Provided by: mlpack-bin_4.6.0-1_amd64 

NAME
mlpack_preprocess_split - split data
SYNOPSIS
mlpack_preprocess_split -i unknown [-I unknown] [-S bool] [-s int] [-z bool] [-r double] [-V bool] [-T unknown] [-L unknown] [-t unknown] [-l unknown] [-h -v]
DESCRIPTION
This utility takes a dataset and optionally labels and splits them into a training set and a test set.
Before the split, the points in the dataset are randomly reordered. The percentage of the dataset to be
used as the test set can be specified with the '--test_ratio (-r)' parameter; the default is 0.2 (20%).

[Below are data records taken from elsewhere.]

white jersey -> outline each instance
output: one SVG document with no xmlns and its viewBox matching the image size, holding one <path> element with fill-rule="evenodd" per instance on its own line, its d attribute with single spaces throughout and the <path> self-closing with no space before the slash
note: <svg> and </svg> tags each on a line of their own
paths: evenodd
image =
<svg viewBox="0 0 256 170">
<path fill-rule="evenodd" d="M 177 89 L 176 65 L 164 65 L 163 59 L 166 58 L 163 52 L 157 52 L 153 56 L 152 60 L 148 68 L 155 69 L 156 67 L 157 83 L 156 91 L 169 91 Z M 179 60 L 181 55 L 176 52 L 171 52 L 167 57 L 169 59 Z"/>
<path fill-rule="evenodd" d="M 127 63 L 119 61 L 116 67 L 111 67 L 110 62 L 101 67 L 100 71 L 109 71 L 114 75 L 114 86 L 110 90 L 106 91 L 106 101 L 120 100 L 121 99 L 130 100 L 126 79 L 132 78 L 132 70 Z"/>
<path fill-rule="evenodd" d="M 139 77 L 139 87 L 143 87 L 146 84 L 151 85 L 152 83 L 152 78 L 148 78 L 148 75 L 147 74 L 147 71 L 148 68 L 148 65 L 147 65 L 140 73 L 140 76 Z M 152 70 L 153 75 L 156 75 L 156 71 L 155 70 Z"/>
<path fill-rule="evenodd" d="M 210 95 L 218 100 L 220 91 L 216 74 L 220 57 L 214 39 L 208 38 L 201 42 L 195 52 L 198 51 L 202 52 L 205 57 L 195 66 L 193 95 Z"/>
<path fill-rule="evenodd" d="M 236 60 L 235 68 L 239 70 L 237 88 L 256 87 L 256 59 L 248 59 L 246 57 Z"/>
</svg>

The output training and test matrices may be saved with the '--training_file (-t)' and '--test_file (-T)'
output parameters.
Optionally, labels can also be split along with the data by specifying the ’--input_labels_file (-I)'
parameter. Splitting labels works the same way as splitting the data. The output training and test labels
may be saved with the ’--training_labels_file (-l)' and '--test_labels_file (-L)' output parameters,
respectively.
So, a simple example where we want to split the dataset 'X.csv' into ’X_train.csv' and 'X_test.csv' with
60% of the data in the training set and 40% of the dataset in the test set, we could run
$ mlpack_preprocess_split --input_file X.csv --training_file X_train.csv --test_file X_test.csv
--test_ratio 0.4
Also by default the dataset is shuffled and split; you can provide the ’--no_shuffle (-S)' option to
avoid shuffling the data; an example to avoid shuffling of data is:
$ mlpack_preprocess_split --input_file X.csv --training_file X_train.csv --test_file X_test.csv
--test_ratio 0.4 --no_shuffle
If we had a dataset 'X.csv' and associated labels 'y.csv', and we wanted to split these into
'X_train.csv', 'y_train.csv', 'X_test.csv', and 'y_test.csv', with 30% of the data in the test set, we
could run
$ mlpack_preprocess_split --input_file X.csv --input_labels_file y.csv --test_ratio 0.3 --training_file
X_train.csv --training_labels_file y_train.csv --test_file X_test.csv --test_labels_file y_test.csv
To maintain the ratio of each class in the train and test sets, the'--stratify_data (-z)' option can be
used.
$ mlpack_preprocess_split --input_file X.csv --training_file X_train.csv --test_file X_test.csv
--test_ratio 0.4 --stratify_data
REQUIRED INPUT OPTIONS
--input_file (-i) [unknown]
Matrix containing data.
OPTIONAL INPUT OPTIONS
--help (-h) [bool]
Default help info.
--info [string]
Print help on a specific option. Default value ''.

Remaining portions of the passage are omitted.